"It seems to me more and more that the philosopher, being necessarily a man of tomorrow
and the day after tomorrow,
has always found himself and had to find himself in contradiction to his today ..." [1]
Adam, who wishes to start a blog, writes to ask what makes a really effective post: 'Is it the personality of the writer alone that determines this?'
No: the effectiveness of a post has nothing to do with the personalty, the biography, or
the psychology of the one who is said to have authored it - any more than it
consists in allowing the reader to recognise themselves in the text.
It's how untimely the post is in itself that counts and, ultimately, the strength of a text "is measured by the extent to which it refutes its creator - i.e., grounds something altogether different than that on which its creator himself stood and had to stand" [2].
That's why D. H. Lawrence was right to advise that we trust the tale and not the teller of the tale, although he's mistaken to say that the text merely tells us the truth of the present [3]. For at its best - which is to say at its most Unzeitgemässe - great writing of all description occupies an anomalous and ambivalent position in time, often speaking of and to a readership to come [4].

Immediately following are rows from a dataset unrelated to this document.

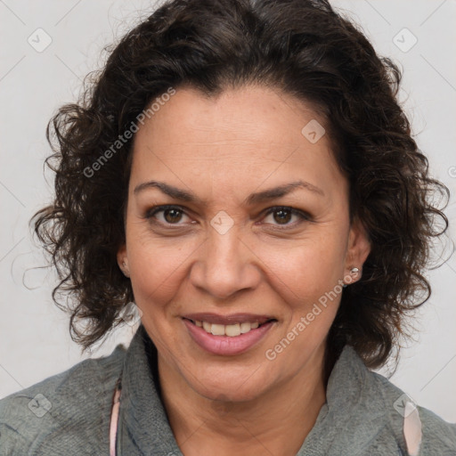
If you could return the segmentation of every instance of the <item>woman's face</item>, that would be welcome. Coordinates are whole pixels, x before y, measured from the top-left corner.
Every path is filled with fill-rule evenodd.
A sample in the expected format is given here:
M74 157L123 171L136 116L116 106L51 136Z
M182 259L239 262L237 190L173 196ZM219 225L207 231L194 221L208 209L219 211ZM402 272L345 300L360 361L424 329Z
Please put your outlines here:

Haunted by the past, perturbed by the present, the untimely blogger projects their work into the future like an arrow, affirming that Greater Day which is not simply our tomorrow, but the day after tomorrow [übermorgen] which belongs to the distant stranger [5].
Notes
[1] Nietzsche, Beyond Good and Evil, §212, trans. R. J. Hollingdale, (Penguin Books, 2003).
[2] Martin Heidegger, 'Ponderings VI', 34, in Ponderings II-VI: Black Notebooks 1931-1938, trans. Richard Rojcewicz, (Indiana University Press, 2016), p. 318.

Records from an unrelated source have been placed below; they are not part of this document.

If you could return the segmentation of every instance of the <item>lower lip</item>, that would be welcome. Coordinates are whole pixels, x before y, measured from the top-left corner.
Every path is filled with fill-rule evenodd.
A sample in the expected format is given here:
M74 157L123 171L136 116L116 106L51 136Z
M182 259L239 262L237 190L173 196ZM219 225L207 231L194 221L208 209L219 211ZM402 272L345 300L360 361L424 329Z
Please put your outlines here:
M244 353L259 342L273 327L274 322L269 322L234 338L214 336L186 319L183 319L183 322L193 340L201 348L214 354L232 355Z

[3] See D. H. Lawrence, Studies in Classic American Literature (Final Version 1923), ed. Ezra Greenspan, Lindeth Vasey and John Worthen, (Cambridge University Press, 2003), p. 14.
[4] Nietzsche famously makes an appeal to posterity and often likes to describe himself (and his philosophy) as untimely; i.e., "acting counter to our time and, let us hope, for the benefit of a time to come". See the Foreword to 'On the Uses and Disadvantages of History for Life', in Untimely Meditations, ed. Daniel Breazeale, trans. R. J. Hollingdale, (Cambridge University Press, 1997), p. 60.

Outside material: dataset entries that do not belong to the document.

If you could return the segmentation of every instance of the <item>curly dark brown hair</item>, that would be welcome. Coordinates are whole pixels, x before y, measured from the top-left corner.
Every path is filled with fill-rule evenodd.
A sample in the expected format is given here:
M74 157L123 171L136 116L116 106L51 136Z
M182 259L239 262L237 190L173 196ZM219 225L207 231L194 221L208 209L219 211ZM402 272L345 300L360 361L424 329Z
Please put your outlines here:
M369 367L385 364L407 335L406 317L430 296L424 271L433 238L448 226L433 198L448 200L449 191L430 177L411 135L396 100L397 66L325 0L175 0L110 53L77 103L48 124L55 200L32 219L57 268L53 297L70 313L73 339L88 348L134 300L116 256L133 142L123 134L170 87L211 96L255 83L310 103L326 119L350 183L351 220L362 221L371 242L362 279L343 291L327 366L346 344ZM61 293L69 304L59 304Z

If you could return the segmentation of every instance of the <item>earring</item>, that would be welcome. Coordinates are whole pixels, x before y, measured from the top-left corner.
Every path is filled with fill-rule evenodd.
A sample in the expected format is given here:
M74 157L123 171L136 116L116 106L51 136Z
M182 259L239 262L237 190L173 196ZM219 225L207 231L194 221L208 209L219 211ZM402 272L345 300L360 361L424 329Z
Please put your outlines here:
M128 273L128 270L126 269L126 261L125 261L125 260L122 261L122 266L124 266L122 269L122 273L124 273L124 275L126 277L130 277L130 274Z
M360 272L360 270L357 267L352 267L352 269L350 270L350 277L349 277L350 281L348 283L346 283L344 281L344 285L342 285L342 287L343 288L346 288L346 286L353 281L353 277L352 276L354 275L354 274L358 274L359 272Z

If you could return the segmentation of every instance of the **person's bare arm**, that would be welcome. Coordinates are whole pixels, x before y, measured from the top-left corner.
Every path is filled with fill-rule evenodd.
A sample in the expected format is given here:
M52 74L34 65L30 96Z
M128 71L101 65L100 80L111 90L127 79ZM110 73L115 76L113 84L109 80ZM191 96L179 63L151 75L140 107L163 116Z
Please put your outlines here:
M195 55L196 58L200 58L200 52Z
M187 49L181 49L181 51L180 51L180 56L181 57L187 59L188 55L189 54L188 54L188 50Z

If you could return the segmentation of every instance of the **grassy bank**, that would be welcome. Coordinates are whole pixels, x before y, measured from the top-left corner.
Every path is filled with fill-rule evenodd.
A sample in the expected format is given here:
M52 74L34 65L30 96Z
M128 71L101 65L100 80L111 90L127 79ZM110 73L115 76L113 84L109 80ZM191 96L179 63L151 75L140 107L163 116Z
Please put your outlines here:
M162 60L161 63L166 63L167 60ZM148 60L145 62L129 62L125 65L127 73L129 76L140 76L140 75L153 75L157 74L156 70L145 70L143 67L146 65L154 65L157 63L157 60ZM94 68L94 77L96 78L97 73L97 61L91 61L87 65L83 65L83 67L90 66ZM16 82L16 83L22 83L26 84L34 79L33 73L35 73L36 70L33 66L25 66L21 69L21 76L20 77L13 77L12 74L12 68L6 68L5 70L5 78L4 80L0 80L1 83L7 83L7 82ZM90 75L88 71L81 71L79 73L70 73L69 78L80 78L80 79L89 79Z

Readers who are interested in this topic might also like to see Duncan Large's excellent essay, 'On "Untimeliness": Temporal Structures in Nietzsche, Or "The Day After Tomorrow Belongs To Me"', Journal of Nietzsche Studies, No. 8, Autumn 1994, (Penn State University Press), pp. 33-53. Click here to read on JSTOR.
As Large rightly points out, affirmation of the future - in all its openness and possibility - is, for Nietzsche, the mark of a true philosopher; whilst, on the other hand, insistence on a perpetual present with no sense of futurity (only progress) is a sign of cultural decadence.
[5] Or, as Duncan Large describes it in the above essay, "the radically other time of the Übermensch, situated beyond a hiatus of qualitative temporal difference" [p. 49].